Re: [boost] [review] Review of Nowide (Unicode) starts today

12 Jun 2017

      On Mon, Jun 12, 2017 at 6:05 PM, Vadim Zeitlin via Boost
<boost@lists.boost.org> wrote:
...
On Mon, 12 Jun 2017 17:58:32 +0300 Artyom Beilis via Boost <boost@lists.boost.org> wrote:
AB> By definition: you can't handle file names that can't be represented
AB> in UTF-8 as there is no valid UTF-8 representation exist.
This is a nice principle to have in theory, but very unfortunate in
practice because at least under Unix systems such file names do occur in
the wild (maybe less often now than 10 years ago, when UTF-8 was less
ubiquitous, but it's still hard to believe that the problem has completely
disappeared).

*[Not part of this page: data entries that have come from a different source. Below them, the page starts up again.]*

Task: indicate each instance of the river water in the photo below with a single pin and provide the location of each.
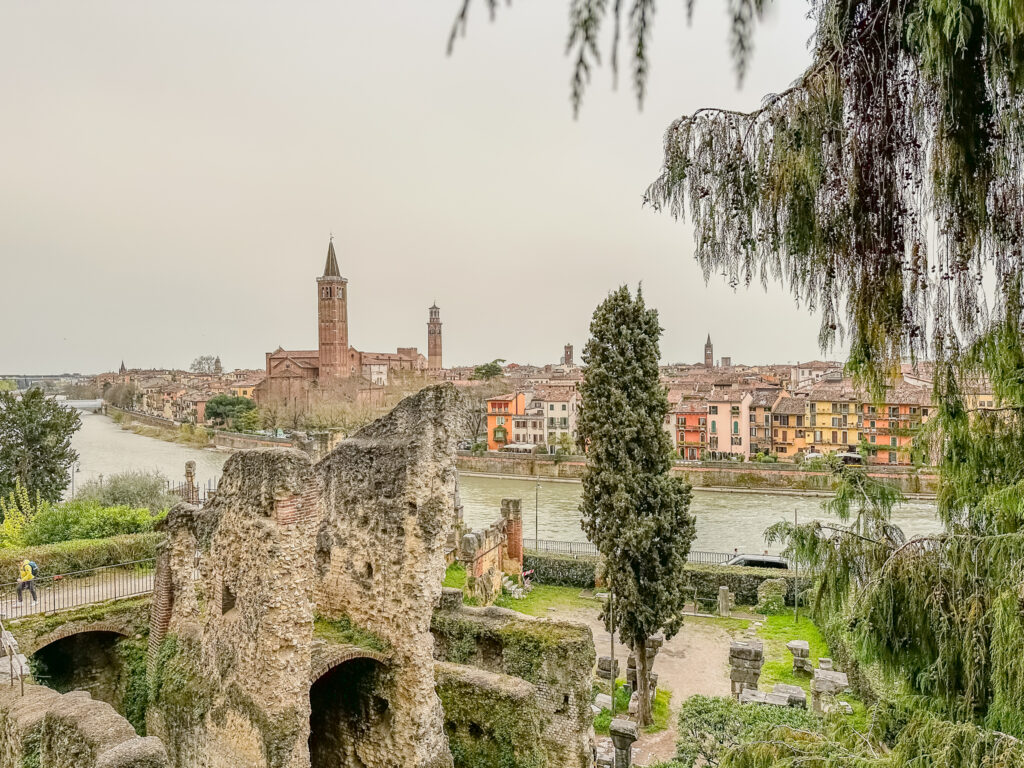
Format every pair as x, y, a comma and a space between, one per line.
725, 520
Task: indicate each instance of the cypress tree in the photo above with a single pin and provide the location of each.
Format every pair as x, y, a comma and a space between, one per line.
633, 510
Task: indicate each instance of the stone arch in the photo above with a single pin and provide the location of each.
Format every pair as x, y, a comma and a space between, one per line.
85, 657
335, 656
350, 714
76, 628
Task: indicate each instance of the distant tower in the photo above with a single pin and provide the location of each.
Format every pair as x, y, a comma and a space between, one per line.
332, 311
434, 339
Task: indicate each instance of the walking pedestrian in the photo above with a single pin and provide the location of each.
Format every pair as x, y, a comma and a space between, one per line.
26, 581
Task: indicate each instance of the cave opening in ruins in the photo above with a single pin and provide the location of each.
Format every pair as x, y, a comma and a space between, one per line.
349, 717
88, 660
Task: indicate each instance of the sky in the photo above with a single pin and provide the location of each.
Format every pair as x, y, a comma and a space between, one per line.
170, 174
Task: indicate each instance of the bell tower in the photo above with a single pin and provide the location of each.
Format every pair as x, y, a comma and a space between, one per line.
434, 339
332, 311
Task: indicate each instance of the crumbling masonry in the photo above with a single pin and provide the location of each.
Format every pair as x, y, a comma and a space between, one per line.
291, 625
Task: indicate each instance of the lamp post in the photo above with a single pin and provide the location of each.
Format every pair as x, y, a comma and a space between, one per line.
74, 471
537, 516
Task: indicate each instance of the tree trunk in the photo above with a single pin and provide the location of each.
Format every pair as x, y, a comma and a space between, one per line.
643, 684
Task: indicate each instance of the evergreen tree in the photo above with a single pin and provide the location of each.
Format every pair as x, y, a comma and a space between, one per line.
35, 444
633, 510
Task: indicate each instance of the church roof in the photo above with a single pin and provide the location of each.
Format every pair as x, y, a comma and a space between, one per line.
331, 267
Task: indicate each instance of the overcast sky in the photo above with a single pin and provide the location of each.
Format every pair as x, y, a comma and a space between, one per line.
170, 173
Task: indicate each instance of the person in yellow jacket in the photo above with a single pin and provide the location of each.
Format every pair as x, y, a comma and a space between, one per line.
26, 581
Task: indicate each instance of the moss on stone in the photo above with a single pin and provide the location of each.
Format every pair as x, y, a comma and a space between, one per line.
135, 699
343, 631
488, 726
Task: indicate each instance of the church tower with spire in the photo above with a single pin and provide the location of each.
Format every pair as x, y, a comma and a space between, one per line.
434, 339
332, 313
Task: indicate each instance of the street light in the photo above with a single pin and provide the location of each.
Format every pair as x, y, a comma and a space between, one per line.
74, 471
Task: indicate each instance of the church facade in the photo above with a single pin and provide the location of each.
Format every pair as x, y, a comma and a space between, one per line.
293, 375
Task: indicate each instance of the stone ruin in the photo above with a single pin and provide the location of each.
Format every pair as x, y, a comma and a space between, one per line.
801, 651
745, 659
294, 625
493, 556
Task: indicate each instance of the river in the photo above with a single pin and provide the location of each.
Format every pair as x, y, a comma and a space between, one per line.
725, 520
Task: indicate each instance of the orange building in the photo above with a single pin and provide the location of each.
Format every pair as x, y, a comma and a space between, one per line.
690, 428
888, 430
501, 411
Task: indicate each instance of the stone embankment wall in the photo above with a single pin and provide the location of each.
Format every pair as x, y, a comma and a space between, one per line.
747, 475
526, 674
220, 438
47, 729
705, 580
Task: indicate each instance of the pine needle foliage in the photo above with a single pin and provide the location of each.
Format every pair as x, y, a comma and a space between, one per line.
633, 509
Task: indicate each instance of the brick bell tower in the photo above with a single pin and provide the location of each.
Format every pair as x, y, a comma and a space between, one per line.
434, 339
332, 312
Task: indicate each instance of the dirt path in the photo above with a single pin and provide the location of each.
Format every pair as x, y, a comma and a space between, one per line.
695, 660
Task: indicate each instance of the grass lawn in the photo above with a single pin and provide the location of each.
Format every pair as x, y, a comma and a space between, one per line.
544, 596
776, 632
660, 712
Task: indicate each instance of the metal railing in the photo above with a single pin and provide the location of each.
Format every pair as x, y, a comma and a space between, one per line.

And there are ways to solve it, e.g. I think glib represents
such file names using special characters from a PUA and there are other
possible approaches, even if, admittedly, none of them is perfect.
Please note: Under POSIX platforms no conversions are performed
and no UTF-8 validation is done as this is incorrect:

http://cppcms.com/files/nowide/html/index.html#qna

The only case is when Windows Wide API returns/creates
invalid UTF-16 - which can happen only when invalid surrogate
UTF-16 pairs are generated - and they have no valid UTF-8
representation.

On the other hand creating deliberately invalid UTF-8 is very problematic idea.

Regards,
Artyom